New Jersey lawmakers are considering a bill that would prohibit the Motor Vehicle Commission from disclosing license holders’ personal information to other states seeking to issue speed camera or red-light camera citations. The Senate unanimously passed it in June, though the Assembly hasn’t yet taken it up.
The bill has angered some officials in New York, which utilizes the traffic camera enforcement technology.
'It’s my hope that the very prospect of this legislation might convince some New Jersey politicians to come to their senses.'
'A price to pay'
The proposed fee would apply to drivers entering the city from a “non-cooperative” state, in an effort to dissuade – or strong-arm, depending on your point of view – New Jersey from turning its bill into law. It’s not clear from the New York bill’s text how often the fee might be charged.
“It’s my hope that the very prospect of this legislation might convince some New Jersey politicians to come to their senses,” Assemblyman Jeffrey Dinowitz, who represents parts of the Bronx and northern Manhattan, told New York Public Radio. “There’s going to have to be a price to pay if my bill passes.”
“The fact that New Jersey would intentionally aid and abet in traffic violence by letting their residents face no consequence for speeding is absolutely unconscionable,” Cory Epstein, a spokesman for the safe-streets advocacy group Transportation Alternatives, told New York Public Radio.
'Just how stupid they are'
Sen. Declan O’Scanlon, R-Monmouth, a sponsor of the proposed New Jersey bill and outspoken opponent of automated traffic enforcement, blasted the New York proposal.
“The only thing that this has accomplished is that the idiots that introduced it demonstrated just how stupid they are,” O’Scanlon said.
O’Scanlon said there is no correlation between speed and red-light cameras and traffic safety, citing analyses that show states with automated enforcement do not have lower fatality and accident rates.
“These guys are not simply satisfied with victimizing their own constituents – and hey, those constituents have to suffer for having the leadership in New York that supports this government-sanctioned theft,” he said. “But they want to come after our constituents, too.”
O’Scanlon said New Jerseyans spend hundreds of millions a year in Manhattan and that the idea of another additional fee on them would further set back the city’s pandemic recovery.
He said New York lawmakers are trying to escalate a battle and asked where it would end.

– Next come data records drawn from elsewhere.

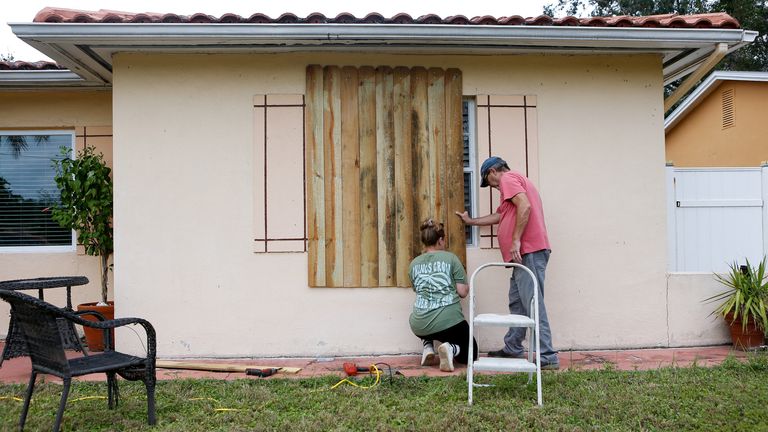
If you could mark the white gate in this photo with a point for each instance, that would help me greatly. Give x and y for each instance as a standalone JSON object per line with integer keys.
{"x": 716, "y": 216}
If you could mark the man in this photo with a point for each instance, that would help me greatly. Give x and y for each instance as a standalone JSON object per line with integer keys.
{"x": 522, "y": 239}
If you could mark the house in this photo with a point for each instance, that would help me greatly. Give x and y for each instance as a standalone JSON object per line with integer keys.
{"x": 721, "y": 123}
{"x": 718, "y": 174}
{"x": 270, "y": 173}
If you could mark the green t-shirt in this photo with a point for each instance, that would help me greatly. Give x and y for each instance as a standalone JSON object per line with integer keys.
{"x": 434, "y": 276}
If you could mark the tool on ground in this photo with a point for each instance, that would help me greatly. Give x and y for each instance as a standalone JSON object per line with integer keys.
{"x": 263, "y": 373}
{"x": 352, "y": 369}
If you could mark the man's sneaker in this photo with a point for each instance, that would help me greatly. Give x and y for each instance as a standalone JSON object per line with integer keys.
{"x": 503, "y": 354}
{"x": 428, "y": 356}
{"x": 545, "y": 365}
{"x": 445, "y": 350}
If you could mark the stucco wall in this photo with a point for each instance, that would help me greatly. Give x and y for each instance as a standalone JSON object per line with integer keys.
{"x": 183, "y": 207}
{"x": 699, "y": 140}
{"x": 71, "y": 110}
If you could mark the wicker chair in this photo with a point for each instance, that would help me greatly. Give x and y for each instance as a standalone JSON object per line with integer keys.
{"x": 37, "y": 321}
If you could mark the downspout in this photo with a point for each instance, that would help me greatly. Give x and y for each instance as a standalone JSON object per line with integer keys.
{"x": 720, "y": 51}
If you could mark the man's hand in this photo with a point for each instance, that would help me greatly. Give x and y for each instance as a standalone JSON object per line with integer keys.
{"x": 464, "y": 217}
{"x": 515, "y": 250}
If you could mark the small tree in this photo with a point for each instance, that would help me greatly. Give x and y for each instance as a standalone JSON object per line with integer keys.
{"x": 86, "y": 204}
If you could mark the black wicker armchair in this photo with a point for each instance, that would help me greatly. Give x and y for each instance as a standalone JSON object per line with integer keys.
{"x": 37, "y": 321}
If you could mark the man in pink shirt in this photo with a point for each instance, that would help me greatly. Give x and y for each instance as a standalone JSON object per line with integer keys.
{"x": 522, "y": 237}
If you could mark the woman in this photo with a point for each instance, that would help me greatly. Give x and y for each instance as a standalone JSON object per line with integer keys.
{"x": 439, "y": 280}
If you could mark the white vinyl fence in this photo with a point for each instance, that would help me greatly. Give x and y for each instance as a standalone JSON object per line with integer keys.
{"x": 716, "y": 216}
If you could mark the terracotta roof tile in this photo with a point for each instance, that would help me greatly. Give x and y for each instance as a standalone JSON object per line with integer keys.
{"x": 22, "y": 65}
{"x": 711, "y": 20}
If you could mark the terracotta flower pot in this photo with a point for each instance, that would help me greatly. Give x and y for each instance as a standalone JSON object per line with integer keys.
{"x": 95, "y": 337}
{"x": 742, "y": 339}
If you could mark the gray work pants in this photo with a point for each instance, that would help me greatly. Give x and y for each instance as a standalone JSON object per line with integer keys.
{"x": 520, "y": 296}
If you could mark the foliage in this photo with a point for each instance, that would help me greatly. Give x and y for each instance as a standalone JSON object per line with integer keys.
{"x": 747, "y": 294}
{"x": 86, "y": 204}
{"x": 668, "y": 399}
{"x": 751, "y": 14}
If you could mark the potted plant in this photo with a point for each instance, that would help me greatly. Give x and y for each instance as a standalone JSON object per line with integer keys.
{"x": 85, "y": 185}
{"x": 744, "y": 303}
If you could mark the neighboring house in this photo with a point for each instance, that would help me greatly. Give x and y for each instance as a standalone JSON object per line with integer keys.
{"x": 270, "y": 174}
{"x": 717, "y": 150}
{"x": 722, "y": 123}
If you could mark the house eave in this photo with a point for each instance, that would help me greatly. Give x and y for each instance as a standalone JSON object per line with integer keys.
{"x": 710, "y": 84}
{"x": 87, "y": 49}
{"x": 43, "y": 79}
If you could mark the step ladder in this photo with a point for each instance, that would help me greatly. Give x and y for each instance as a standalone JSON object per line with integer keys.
{"x": 530, "y": 365}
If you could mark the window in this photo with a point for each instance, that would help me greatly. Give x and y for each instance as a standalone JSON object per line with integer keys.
{"x": 468, "y": 127}
{"x": 383, "y": 152}
{"x": 27, "y": 190}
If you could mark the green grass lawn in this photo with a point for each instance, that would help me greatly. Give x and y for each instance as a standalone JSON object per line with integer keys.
{"x": 733, "y": 396}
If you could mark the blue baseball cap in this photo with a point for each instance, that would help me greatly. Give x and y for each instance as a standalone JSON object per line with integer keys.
{"x": 488, "y": 164}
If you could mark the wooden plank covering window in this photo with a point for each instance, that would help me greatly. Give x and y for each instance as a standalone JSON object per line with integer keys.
{"x": 279, "y": 213}
{"x": 383, "y": 152}
{"x": 506, "y": 127}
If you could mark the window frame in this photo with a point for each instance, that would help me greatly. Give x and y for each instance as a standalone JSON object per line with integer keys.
{"x": 72, "y": 247}
{"x": 472, "y": 170}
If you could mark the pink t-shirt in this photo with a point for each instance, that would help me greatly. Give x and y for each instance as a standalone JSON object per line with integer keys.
{"x": 534, "y": 236}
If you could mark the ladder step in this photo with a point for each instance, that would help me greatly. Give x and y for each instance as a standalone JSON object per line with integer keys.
{"x": 504, "y": 320}
{"x": 503, "y": 365}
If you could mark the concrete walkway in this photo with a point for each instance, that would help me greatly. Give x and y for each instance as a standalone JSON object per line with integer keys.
{"x": 17, "y": 370}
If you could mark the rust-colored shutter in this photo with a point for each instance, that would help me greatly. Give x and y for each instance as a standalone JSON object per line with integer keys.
{"x": 384, "y": 152}
{"x": 506, "y": 127}
{"x": 278, "y": 207}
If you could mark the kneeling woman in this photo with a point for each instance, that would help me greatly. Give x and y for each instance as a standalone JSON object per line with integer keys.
{"x": 439, "y": 280}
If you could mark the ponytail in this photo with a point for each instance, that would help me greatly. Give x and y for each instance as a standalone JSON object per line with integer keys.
{"x": 431, "y": 232}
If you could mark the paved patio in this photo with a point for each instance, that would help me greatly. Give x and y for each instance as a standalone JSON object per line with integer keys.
{"x": 17, "y": 370}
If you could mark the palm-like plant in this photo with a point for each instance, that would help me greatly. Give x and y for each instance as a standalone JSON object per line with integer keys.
{"x": 747, "y": 294}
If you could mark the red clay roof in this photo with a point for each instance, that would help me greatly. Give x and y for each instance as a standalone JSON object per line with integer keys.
{"x": 22, "y": 65}
{"x": 711, "y": 20}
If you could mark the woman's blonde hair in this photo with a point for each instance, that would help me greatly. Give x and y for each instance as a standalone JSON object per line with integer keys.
{"x": 431, "y": 232}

“Maybe I’ll do a bill that’s going to charge New York drivers $100. And New York drivers won’t get the hell out of the left lane, so charging each of them $100 I think would be a little bit of justice,” O’Scanlon said. “So where does it stop? It’s just foolishness.”
Congestion pricing not affected
The New Jersey bill would not have any effect on New York’s congestion pricing plan, as it applies to devices that record images of license plates after detecting a vehicle speeding or traveling through an intersection after a light turned red.

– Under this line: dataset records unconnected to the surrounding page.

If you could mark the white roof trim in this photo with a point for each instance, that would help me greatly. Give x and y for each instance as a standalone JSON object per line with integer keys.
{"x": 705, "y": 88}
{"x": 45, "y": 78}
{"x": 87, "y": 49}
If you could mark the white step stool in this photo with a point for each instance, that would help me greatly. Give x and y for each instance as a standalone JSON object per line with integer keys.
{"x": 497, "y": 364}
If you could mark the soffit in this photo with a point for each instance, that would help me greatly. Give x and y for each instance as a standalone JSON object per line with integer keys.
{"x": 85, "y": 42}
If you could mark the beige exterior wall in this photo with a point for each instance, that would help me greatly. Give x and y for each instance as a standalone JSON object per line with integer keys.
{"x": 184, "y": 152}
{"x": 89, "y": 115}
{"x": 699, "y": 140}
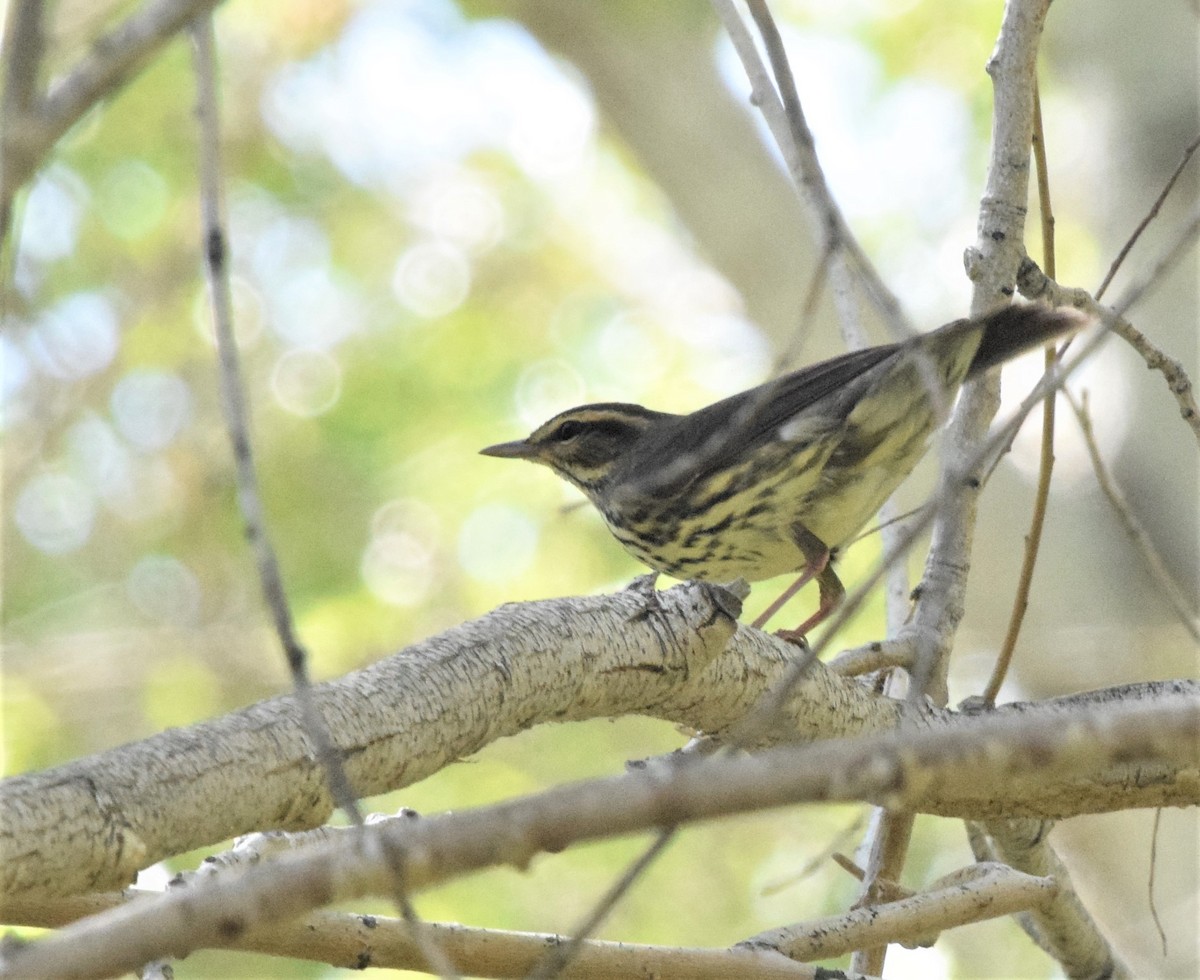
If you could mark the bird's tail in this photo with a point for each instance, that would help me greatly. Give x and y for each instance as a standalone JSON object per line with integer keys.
{"x": 1020, "y": 328}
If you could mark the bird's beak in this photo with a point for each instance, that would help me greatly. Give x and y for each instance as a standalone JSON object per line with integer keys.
{"x": 519, "y": 450}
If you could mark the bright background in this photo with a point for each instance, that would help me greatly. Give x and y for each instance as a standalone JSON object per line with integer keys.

New Jersey cooperates with other states on toll violations, such as through the E-ZPass consortium, and would continue to do so even if the pending bill becomes law.
Separately, New Jersey is opposing plans for new congestion pricing tolls south of 60th Street in Manhattan, particularly if credits are not given for the tolls already paid for crossing the Hudson River tunnels or George Washington Bridge.
Gov. Phil Murphy has written to the federal government asking for a more in-depth review of the plan.
On Monday, the state Assembly is due to vote on a resolution expressing its opposition to the congestion pricing plan, which it says “fails to treat residents of the state of New Jersey fairly and equitably.”